Again, if I sound like I’m anthropomorphizing, then you are probably looking at my story from precepts of science. The beauty of science is that science will change its ‘mind’ when provided with a supportable basis for a particular change.

Posting written by Charles Wood. Visit Charles Wood’s website for more coyote photos from LA: Charles Wood. His work is copyrighted and may only be used with his explicit permission.

Social Communication After A Siren

This vocalization here is the flip side of the “Stormy Monday” posting which depicted distressed vocalization by a coyote who had been pursued by a dog.

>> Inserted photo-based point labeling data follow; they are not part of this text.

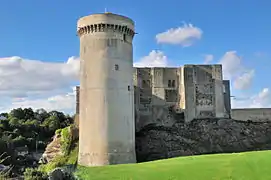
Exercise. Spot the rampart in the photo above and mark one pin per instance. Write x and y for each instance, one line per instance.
(253, 114)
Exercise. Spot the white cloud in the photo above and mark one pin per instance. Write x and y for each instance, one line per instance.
(234, 70)
(154, 59)
(60, 102)
(244, 81)
(208, 58)
(260, 100)
(185, 35)
(22, 77)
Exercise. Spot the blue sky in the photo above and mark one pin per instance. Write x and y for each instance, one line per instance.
(46, 31)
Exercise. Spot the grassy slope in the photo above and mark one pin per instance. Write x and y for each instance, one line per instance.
(239, 166)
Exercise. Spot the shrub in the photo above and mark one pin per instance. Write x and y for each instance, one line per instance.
(34, 174)
(66, 140)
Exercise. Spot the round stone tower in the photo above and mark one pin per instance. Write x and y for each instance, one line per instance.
(106, 128)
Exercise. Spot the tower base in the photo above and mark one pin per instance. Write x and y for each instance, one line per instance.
(95, 159)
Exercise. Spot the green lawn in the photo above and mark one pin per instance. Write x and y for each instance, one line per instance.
(237, 166)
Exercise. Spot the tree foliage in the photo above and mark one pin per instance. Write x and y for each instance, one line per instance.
(26, 127)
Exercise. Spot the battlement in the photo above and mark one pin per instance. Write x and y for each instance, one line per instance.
(105, 28)
(106, 22)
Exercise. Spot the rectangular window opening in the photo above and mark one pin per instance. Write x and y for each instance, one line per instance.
(169, 83)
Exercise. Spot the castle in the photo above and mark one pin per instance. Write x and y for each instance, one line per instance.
(116, 99)
(196, 91)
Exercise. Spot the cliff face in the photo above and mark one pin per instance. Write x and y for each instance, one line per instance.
(201, 137)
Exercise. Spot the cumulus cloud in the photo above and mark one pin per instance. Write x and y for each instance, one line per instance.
(154, 59)
(208, 58)
(21, 77)
(60, 102)
(233, 69)
(260, 100)
(244, 81)
(185, 35)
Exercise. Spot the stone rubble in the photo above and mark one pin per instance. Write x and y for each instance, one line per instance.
(205, 136)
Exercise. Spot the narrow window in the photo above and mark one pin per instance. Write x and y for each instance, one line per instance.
(224, 88)
(173, 83)
(169, 83)
(144, 83)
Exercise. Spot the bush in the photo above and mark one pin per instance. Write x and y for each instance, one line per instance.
(34, 174)
(66, 140)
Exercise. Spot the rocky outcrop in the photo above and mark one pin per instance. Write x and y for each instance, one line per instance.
(52, 150)
(201, 137)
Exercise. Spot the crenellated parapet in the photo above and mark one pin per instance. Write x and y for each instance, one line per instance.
(105, 28)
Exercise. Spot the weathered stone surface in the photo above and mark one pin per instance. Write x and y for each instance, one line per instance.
(201, 137)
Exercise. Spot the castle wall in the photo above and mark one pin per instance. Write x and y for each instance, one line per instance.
(204, 97)
(107, 130)
(157, 90)
(227, 97)
(197, 90)
(254, 114)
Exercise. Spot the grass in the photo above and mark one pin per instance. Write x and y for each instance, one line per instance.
(237, 166)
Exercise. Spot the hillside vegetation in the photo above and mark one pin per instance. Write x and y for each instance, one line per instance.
(238, 166)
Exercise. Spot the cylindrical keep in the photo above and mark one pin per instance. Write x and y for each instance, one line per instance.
(106, 128)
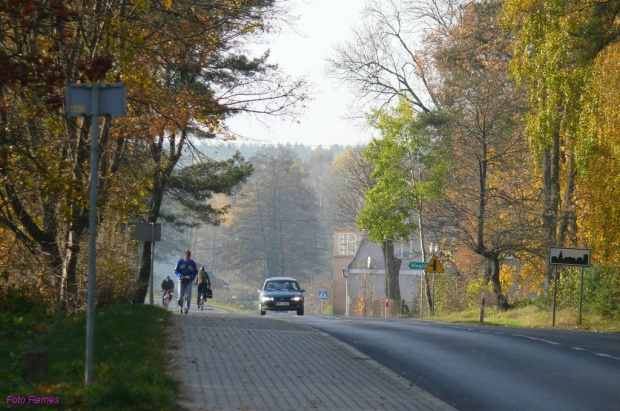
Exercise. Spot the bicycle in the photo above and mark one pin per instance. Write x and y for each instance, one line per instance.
(166, 297)
(184, 301)
(201, 301)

I have seen that two vocalization types predominate in urban areas: 1) the distressed howls and yips due to the intrusion of a dog, and 2) The cheery howls and yips during greetings and long-distance social communications, which can occur at any time of the day or night.

These vocalizations here — although the one close by sounds a bit harsh at first due to the coyote’s proximity to the microphone — is a much more gentle and peaceful communication than in the Stormy Monday posting, engaged in by two coyotes after a siren has sounded. In this case, the coyotes are simply confirming their unity as a family, their well-being, location, and no doubt more about their mundane situation. It also may serve as a territorial message proclaiming ownership of the turf by the family: in other words, a confirming “Keep Out” message to other coyotes in the distance.

Coyotes are able to convey, who they are, where they are and how they are doing, something like: “Hey over there, how’s it going and where are you? I’m fine, looking forward to seeing you, nice hearing from you, see you soon!” The variety of sounds produced by each coyote often makes it sound as though there are many more coyotes than there really are. They produce a variety of tones, pitches, modulations, and inflections of their various sounds. The unique combinations, lengths and use of these various articulations form signature howls for each coyote. I myself can distinguish a number of coyotes from each other simply because I know their very individual howl patterns. Female voices tend to be higher pitched than the males.